Mit gespielter Erschöpfung ließ ich den Kopf wieder sinken. Alfrik grunzte neben mir auf dem Boden.

»Ich hoffe nur«, seufzte ich, »daß mein lieber Bruder unversehrt ist.«

Unversehrt genug, um weitere zehn Jahre auf seine Knappensporen zu warten.

In den nächsten paar Tagen änderte sich einiges in der Wasserburg – Dinge, die ich von Anfang an bemerkte, die andere jedoch nur als schlechtes Wetter durch einen plötzlichen Klimaumschwung abtaten. Von dem Moment an, wo die Vögel in der Nacht des Banketts zu singen aufgehört hatten, fehlte etwas in der Luft. Wo man das Lied der Nachtigall, das Schimpfen der Eichelhäher, das Flattern und Gurren der Tauben erwartete, war jetzt nur Stille, und es kam mir irgendwie so vor, als ob die Vögel fortgezogen waren, obwohl noch Hochsommer war, um vielleicht in einer milderen Gegend zu überwintern.

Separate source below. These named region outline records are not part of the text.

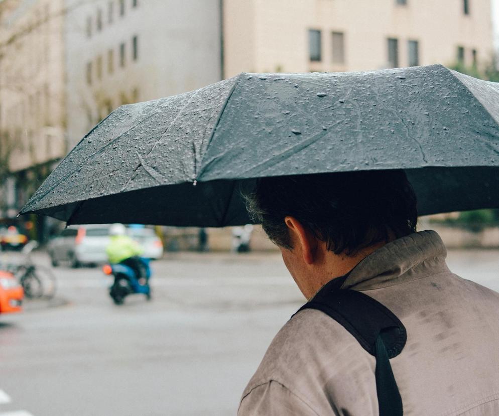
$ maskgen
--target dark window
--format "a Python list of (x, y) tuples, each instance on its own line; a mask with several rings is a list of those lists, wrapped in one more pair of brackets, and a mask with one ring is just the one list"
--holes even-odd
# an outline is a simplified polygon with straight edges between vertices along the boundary
[(87, 83), (92, 84), (92, 62), (87, 62)]
[(90, 37), (92, 36), (92, 18), (88, 16), (87, 18), (87, 36)]
[(399, 67), (399, 40), (388, 38), (388, 64), (391, 68)]
[(61, 237), (76, 237), (78, 230), (73, 228), (66, 228), (61, 232)]
[(101, 79), (102, 78), (102, 57), (99, 55), (97, 57), (97, 61), (95, 63), (96, 72), (97, 72), (97, 79)]
[(345, 63), (345, 36), (342, 32), (333, 32), (333, 63)]
[(419, 45), (418, 41), (409, 41), (407, 46), (409, 54), (409, 66), (417, 66), (419, 65)]
[(139, 45), (137, 36), (132, 38), (132, 52), (134, 60), (137, 60), (139, 58)]
[(87, 228), (85, 234), (87, 237), (104, 237), (109, 235), (109, 230), (107, 228)]
[(464, 48), (462, 46), (457, 47), (457, 63), (461, 65), (464, 64)]
[(112, 74), (114, 70), (114, 51), (112, 49), (107, 51), (107, 72)]
[(102, 11), (101, 9), (97, 9), (97, 30), (102, 30)]
[(124, 66), (124, 43), (121, 43), (119, 45), (119, 66)]
[(112, 23), (114, 18), (114, 2), (109, 2), (107, 4), (107, 23)]
[(309, 53), (311, 61), (320, 61), (322, 57), (321, 31), (310, 29), (308, 31)]

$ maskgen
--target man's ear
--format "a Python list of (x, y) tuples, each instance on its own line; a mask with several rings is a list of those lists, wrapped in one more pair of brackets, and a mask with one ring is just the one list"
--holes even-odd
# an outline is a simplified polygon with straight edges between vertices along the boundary
[(317, 239), (295, 217), (288, 216), (284, 219), (284, 222), (291, 234), (292, 241), (301, 246), (305, 262), (307, 264), (312, 264), (315, 260)]

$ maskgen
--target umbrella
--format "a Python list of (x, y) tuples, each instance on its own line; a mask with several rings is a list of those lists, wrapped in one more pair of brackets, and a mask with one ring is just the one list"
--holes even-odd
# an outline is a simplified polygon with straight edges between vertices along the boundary
[(242, 73), (111, 113), (21, 214), (223, 226), (271, 176), (404, 169), (420, 214), (499, 206), (499, 84), (440, 65)]

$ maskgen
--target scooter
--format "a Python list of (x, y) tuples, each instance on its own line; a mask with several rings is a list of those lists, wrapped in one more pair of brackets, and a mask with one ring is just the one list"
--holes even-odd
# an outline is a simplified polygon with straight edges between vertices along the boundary
[(104, 274), (114, 276), (114, 281), (109, 288), (109, 294), (113, 301), (121, 305), (128, 295), (133, 293), (143, 293), (148, 300), (151, 299), (151, 287), (149, 278), (151, 275), (149, 267), (150, 259), (139, 257), (146, 269), (146, 277), (138, 279), (135, 270), (129, 266), (121, 263), (106, 264), (102, 267)]

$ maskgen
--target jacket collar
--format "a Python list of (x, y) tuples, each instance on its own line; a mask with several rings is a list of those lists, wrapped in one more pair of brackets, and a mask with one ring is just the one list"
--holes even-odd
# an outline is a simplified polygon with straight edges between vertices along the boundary
[(369, 290), (448, 271), (447, 250), (438, 234), (426, 230), (392, 241), (350, 272), (341, 289)]

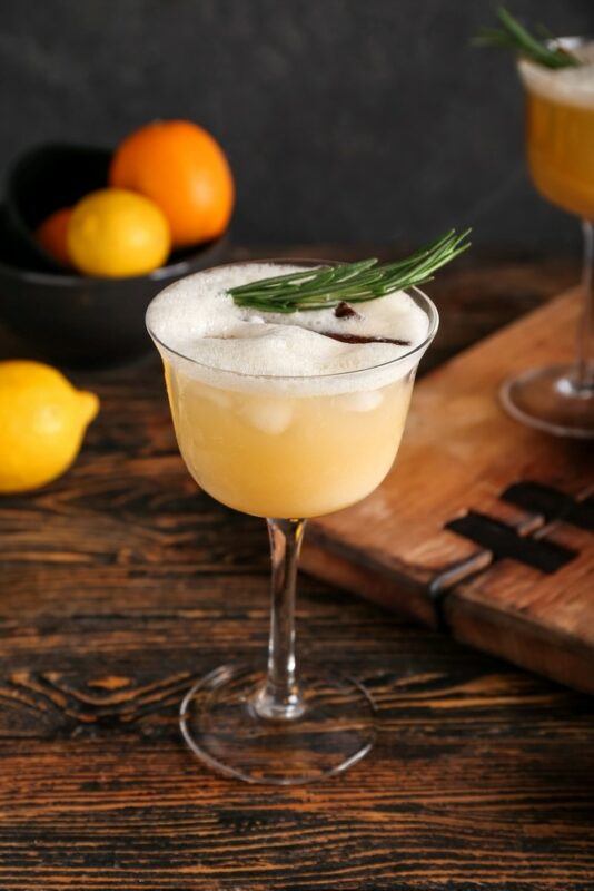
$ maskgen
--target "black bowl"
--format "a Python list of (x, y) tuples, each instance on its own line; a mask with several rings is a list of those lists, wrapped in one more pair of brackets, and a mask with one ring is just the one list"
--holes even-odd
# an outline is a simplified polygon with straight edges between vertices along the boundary
[(108, 185), (111, 151), (92, 146), (48, 143), (28, 149), (8, 172), (6, 225), (19, 243), (27, 265), (39, 272), (63, 273), (63, 266), (41, 247), (34, 232), (55, 210), (72, 207)]
[(28, 268), (28, 253), (0, 206), (0, 321), (32, 352), (67, 368), (98, 368), (151, 349), (145, 313), (166, 285), (219, 263), (222, 236), (133, 278), (91, 278)]

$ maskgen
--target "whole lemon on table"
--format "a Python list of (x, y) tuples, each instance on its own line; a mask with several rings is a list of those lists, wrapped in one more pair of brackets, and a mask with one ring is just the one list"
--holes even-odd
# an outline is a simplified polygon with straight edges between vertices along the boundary
[(75, 390), (49, 365), (0, 362), (0, 492), (26, 492), (63, 473), (98, 410), (93, 393)]
[(155, 202), (121, 188), (91, 192), (68, 223), (68, 253), (87, 275), (122, 278), (162, 266), (171, 247), (169, 224)]
[(130, 134), (116, 149), (109, 183), (158, 204), (176, 247), (216, 238), (229, 225), (229, 163), (217, 140), (190, 120), (156, 120)]

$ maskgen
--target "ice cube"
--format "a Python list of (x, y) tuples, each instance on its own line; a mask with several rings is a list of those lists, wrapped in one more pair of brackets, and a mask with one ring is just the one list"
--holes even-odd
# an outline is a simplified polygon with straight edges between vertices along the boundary
[(343, 408), (347, 411), (373, 411), (383, 400), (382, 390), (362, 390), (359, 393), (347, 393), (340, 398)]
[(205, 385), (202, 386), (201, 395), (209, 399), (210, 402), (215, 402), (221, 409), (228, 409), (232, 403), (231, 394), (226, 390), (221, 390), (219, 386)]
[(277, 437), (293, 420), (293, 405), (286, 399), (248, 399), (241, 407), (242, 418), (263, 433)]

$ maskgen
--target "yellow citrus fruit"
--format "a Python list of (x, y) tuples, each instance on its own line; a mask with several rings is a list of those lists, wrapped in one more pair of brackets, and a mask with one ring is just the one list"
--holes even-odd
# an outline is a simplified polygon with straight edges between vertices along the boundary
[(0, 362), (0, 492), (26, 492), (59, 477), (77, 457), (99, 410), (40, 362)]
[(143, 275), (164, 264), (170, 247), (162, 210), (150, 198), (123, 188), (87, 195), (68, 224), (68, 253), (87, 275)]

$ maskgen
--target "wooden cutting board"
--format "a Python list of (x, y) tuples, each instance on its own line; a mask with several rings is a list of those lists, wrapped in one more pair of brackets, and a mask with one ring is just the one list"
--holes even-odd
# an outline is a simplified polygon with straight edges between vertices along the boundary
[(392, 473), (310, 522), (303, 567), (594, 693), (594, 442), (525, 428), (497, 398), (572, 355), (578, 310), (568, 292), (418, 383)]

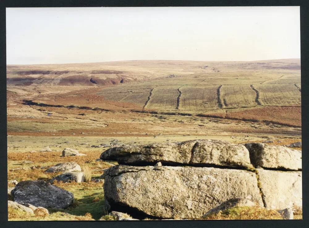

Aufgrund der Jahreszeit erwarteten wir Sommer – Licht und Wärme und die Dunstschwaden, die aus den berüchtigten Sümpfen eine knappe Meile vor unseren Mauern aufsteigen –, doch das Wetter war anderer Ansicht. Wenn wir morgens aufwachten, war der Boden hart gefroren, und die Bäume warfen vorzeitig ihre Blätter ab. Wir hatten Schwierigkeiten, die Feuer am Brennen zu halten und die Kerzen sowieso, als ob Licht und Wärme geradezu aufgesaugt würden.

Gileandos hatte bei Gnomen studiert. Er ignorierte fast immer das Offensichtliche und nahm lieber etwas Nebensächliches, Unscheinbares an einer Situation wahr, woraus er fast immer die falschen Schlüsse zog. Als er den Vogelzug und den plötzlichen Temperaturabfall bemerkte, führte er das auf »eine vorzeitige Wirkung von Sonnenflecken auf die Marschdämpfe« zurück.

Ich kann mich jetzt noch daran erinnern, wie er ganz versunken durch sein Teleskop direkt in die Sonne schaute, so daß er anschließend zweifellos überall Sonnenflecken sah, die ursprünglich nicht dagewesen waren. Er war mindestens sechzig, ging jedoch sicher seit Jahren krumm und ergraute zusehends. Dennoch behängte er sich mit Schmuck, kämmte seinen Bart, trug schmierige Pomade und Duftwässerchen auf – ein Stutzer, der im Alter grauenhaft aussah. Dazu kam in letzter Zeit ein merkwürdig gehetzter Blick, weil ihn die vielen Liter Gin einholten.